The DREAD Pirates

[no description provided]

Then he explained the name was important for inspiring the necessary fear. You see, no one would surrender to the Dread Pirate Westley.

The DREAD approach was created early in the security pushes at Microsoft as a way to prioritize issues. It's not a very good way, you see no one would surrender to the Bug Bar Pirate, Roberts. And so the approach keeps going, despite its many problems.

There are many properties one might want in a bug ranking system for internally found bugs. They include:

A cool name
A useful mnemonic
A reduction in argument about bugs
Consistency between raters
Alignment with intuition
Immutability of ratings: the bug is rated once, and then is unlikely to change
Alignment with post-launch/integration/ship rules

DREAD certainly meets the first of these, and perhaps the second two. And it was an early attempt at a multi-factor rating of bugs. But there are many problems which DREAD brings that newer approaches deal with.
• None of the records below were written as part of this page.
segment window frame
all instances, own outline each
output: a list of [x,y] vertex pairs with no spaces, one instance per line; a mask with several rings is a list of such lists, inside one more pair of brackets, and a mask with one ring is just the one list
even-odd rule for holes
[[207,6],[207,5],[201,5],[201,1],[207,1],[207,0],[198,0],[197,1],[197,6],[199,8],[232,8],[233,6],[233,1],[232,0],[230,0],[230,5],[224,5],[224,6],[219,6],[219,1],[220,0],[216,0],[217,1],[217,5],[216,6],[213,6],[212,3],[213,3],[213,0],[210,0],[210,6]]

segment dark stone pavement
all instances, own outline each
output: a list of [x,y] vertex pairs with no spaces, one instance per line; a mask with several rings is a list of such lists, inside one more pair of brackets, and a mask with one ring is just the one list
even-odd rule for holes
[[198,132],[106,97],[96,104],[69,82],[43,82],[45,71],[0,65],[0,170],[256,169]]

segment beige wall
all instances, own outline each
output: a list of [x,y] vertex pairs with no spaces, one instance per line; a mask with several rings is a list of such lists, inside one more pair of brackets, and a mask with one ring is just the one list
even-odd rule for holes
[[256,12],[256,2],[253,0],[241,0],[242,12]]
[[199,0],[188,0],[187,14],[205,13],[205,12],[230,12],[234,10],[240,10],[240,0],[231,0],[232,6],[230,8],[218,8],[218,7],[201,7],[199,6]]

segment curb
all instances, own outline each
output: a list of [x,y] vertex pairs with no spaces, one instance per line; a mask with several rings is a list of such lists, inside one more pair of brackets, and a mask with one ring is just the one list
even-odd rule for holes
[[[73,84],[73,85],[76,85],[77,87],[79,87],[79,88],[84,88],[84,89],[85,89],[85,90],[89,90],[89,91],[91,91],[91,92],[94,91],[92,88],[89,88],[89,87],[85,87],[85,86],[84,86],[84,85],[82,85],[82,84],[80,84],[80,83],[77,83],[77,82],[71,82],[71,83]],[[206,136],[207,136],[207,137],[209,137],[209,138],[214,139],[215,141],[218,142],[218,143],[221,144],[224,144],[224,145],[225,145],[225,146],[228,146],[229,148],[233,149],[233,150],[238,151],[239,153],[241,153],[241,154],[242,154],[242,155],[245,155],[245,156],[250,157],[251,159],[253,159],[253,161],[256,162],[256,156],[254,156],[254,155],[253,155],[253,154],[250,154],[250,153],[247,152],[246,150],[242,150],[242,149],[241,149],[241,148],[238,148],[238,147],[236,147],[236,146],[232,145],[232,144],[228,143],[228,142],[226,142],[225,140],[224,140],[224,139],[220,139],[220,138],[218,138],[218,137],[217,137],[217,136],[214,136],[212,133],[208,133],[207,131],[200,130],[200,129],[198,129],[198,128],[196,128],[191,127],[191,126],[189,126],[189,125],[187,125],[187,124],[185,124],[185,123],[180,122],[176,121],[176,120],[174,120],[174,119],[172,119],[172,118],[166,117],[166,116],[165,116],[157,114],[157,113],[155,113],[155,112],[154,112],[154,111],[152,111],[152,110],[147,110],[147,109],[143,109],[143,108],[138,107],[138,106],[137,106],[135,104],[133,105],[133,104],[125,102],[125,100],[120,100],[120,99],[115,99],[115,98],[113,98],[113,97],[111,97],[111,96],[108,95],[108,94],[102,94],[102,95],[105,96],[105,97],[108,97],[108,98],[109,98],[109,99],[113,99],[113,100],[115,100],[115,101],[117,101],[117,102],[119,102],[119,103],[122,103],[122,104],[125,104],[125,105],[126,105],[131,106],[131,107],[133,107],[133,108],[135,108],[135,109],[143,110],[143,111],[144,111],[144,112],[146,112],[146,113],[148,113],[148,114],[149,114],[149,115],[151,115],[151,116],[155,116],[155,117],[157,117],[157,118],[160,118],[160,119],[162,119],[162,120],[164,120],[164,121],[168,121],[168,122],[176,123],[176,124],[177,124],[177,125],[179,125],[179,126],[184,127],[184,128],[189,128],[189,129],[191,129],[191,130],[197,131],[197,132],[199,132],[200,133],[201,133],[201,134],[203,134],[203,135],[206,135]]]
The most problematic aspect of DREAD is that there's little consistency, especially in the middle. What counts as a 6 damage versus 7, or 6 versus 7 exploitability? Without calibration, different raters will not be consistent. Each of the scores can be mis-estimated, and there's a tendency to underestimate things like discoverability of bugs in your own product.
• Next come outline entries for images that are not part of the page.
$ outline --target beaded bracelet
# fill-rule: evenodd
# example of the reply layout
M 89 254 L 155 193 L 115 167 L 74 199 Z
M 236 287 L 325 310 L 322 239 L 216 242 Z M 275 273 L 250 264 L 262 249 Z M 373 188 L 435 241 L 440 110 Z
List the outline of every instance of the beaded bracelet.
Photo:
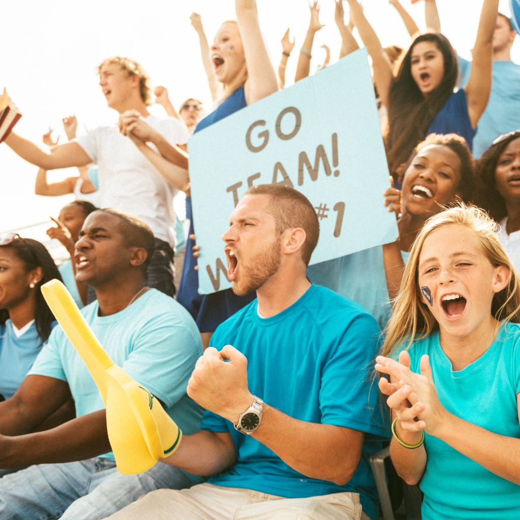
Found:
M 424 431 L 422 431 L 422 438 L 421 438 L 420 442 L 418 443 L 417 444 L 406 444 L 404 443 L 398 436 L 397 434 L 395 433 L 395 423 L 397 422 L 397 418 L 396 417 L 395 419 L 392 421 L 392 434 L 394 436 L 394 438 L 396 440 L 405 448 L 407 448 L 410 450 L 414 450 L 416 448 L 419 448 L 419 446 L 422 446 L 423 443 L 424 442 Z

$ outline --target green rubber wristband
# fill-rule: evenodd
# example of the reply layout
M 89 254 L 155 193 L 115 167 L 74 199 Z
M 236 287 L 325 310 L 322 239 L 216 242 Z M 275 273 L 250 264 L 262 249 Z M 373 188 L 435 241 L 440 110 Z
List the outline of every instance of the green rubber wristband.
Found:
M 404 448 L 407 448 L 409 450 L 414 450 L 416 448 L 419 448 L 419 446 L 422 446 L 423 443 L 424 442 L 424 431 L 422 432 L 422 438 L 421 439 L 420 441 L 417 444 L 406 444 L 404 443 L 398 436 L 397 434 L 395 433 L 395 423 L 397 422 L 397 418 L 396 417 L 395 419 L 392 421 L 392 434 L 394 436 L 394 438 Z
The second problem is that you set an arbitrary bar for fixes, for example, everything above a 6.5 gets fixed. That makes the distinction between a 6 and a 7 sometimes matters a lot. The score does not relate to what needs to get fixed when found externally.
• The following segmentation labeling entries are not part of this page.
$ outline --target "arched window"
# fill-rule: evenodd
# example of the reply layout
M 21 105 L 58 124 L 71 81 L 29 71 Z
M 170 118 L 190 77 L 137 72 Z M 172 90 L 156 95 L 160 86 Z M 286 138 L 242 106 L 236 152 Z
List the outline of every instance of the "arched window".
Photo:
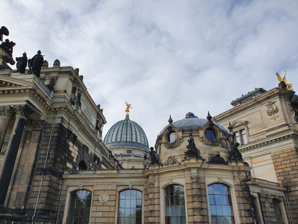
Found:
M 142 224 L 142 192 L 135 190 L 127 190 L 120 193 L 117 223 Z
M 80 190 L 70 194 L 67 224 L 89 223 L 92 193 Z
M 186 224 L 184 187 L 178 185 L 168 186 L 164 189 L 165 224 Z
M 209 204 L 212 224 L 234 224 L 230 188 L 222 184 L 208 186 Z
M 86 170 L 87 169 L 87 165 L 86 165 L 86 163 L 83 160 L 82 160 L 77 166 L 77 170 Z
M 275 217 L 276 218 L 277 222 L 274 223 L 276 224 L 283 224 L 283 218 L 281 208 L 280 207 L 280 202 L 276 198 L 274 198 L 272 200 L 273 202 L 273 208 L 275 212 Z
M 250 195 L 250 198 L 252 200 L 252 213 L 254 214 L 254 224 L 259 224 L 260 223 L 260 216 L 259 215 L 259 212 L 257 209 L 257 204 L 256 198 L 252 195 Z

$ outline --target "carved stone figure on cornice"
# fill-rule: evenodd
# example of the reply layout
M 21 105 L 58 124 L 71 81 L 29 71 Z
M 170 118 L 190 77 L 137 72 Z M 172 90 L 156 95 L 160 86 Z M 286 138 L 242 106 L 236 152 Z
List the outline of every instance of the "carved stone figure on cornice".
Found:
M 150 163 L 150 165 L 154 165 L 158 163 L 158 159 L 156 156 L 155 154 L 156 152 L 156 151 L 154 151 L 154 148 L 153 147 L 150 148 L 150 161 L 151 162 Z
M 268 116 L 272 116 L 278 113 L 278 108 L 275 105 L 276 101 L 269 101 L 268 104 L 265 105 L 267 107 L 267 114 Z
M 298 96 L 297 95 L 294 95 L 291 99 L 291 103 L 290 105 L 293 109 L 291 110 L 291 114 L 295 113 L 294 119 L 296 122 L 298 122 Z
M 32 122 L 33 130 L 44 131 L 46 127 L 46 122 L 43 120 L 33 121 Z
M 232 161 L 243 161 L 242 155 L 238 149 L 238 146 L 240 145 L 238 142 L 235 144 L 231 143 L 231 151 L 230 152 L 230 159 Z
M 176 164 L 178 163 L 177 160 L 174 159 L 172 157 L 169 156 L 168 159 L 164 161 L 164 165 L 165 166 L 170 165 Z
M 42 68 L 48 68 L 49 67 L 49 62 L 46 60 L 44 61 L 44 63 L 42 64 L 42 65 L 41 66 Z
M 226 162 L 225 161 L 224 158 L 221 157 L 219 154 L 217 154 L 213 157 L 209 161 L 209 164 L 216 164 L 221 165 L 226 165 Z
M 22 117 L 27 119 L 29 115 L 33 113 L 33 111 L 27 105 L 13 107 L 15 116 Z
M 0 107 L 0 117 L 5 117 L 10 119 L 13 114 L 13 110 L 10 106 Z
M 218 139 L 214 141 L 210 141 L 207 138 L 203 137 L 202 141 L 205 145 L 215 145 L 218 146 L 221 144 L 222 139 Z
M 56 59 L 53 64 L 53 67 L 60 67 L 60 61 L 58 59 Z
M 55 86 L 55 83 L 56 79 L 54 78 L 52 78 L 50 80 L 49 84 L 46 85 L 46 87 L 48 88 L 50 91 L 54 91 L 54 86 Z
M 189 144 L 186 146 L 186 148 L 188 149 L 188 150 L 184 152 L 184 154 L 187 157 L 196 157 L 197 158 L 199 158 L 201 152 L 195 146 L 195 140 L 191 136 L 190 139 L 187 141 Z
This illustrates why Discoverability is an odd things to bring into the risk equation. You may have a discoverability of "1" on Monday, and 10 on Tuesday. ("Thanks, Full-Disclosure!") So something could have a 5.5 DREAD score because of low discoverability but require a critical update. Suddenly the DREAD score of the issue is mutable. So it's hard to use DREAD on an externally discovered bug, or one delivered via a bug bounty. So now you have two bug-ranking systems, and what do you do when they disagree? This happened to Microsoft repeatedly, and led to the switch to a bug bar approach.

Affected users is also odd: does an RCE in Flight Simulator matter less than one in Word? Perhaps in the grand scheme of things, but I hope the Flight Simulator team is fixing their RCEs.

Stepping beyond the problems internal to DREAD to DREAD within a software organization, it only measures half of what you need to measure. You need to measure both the security severity and the fix cost. Otherwise, you run the risk of finding something with a DREAD of 10, but it's a key feature (Office Macros), and so it escalates, and you don't fix it. There are other issues which are easy to fix (S3 bucket permissions), and so it doesn't matter if you thought discoverability was low. This is shared by other systems, but the focus on a crisp line in DREAD, everything above a 6.5 gets fixed, exacerbates the issue.

For all these reasons, with regards to DREAD? Fully skeptical, and I have been for over a decade. If you want to fix these things, the thing to do is not create confusion by saying "DREAD can also be a 1-3 system!", but to version and revise DREAD, for example, by releasing DREAD 2. I'm exploring a similar approach with DFDs.

I'm hopeful that this post can serve as a collection of reasons to not use DREAD v1, or properties that a new system should have. What'd I miss?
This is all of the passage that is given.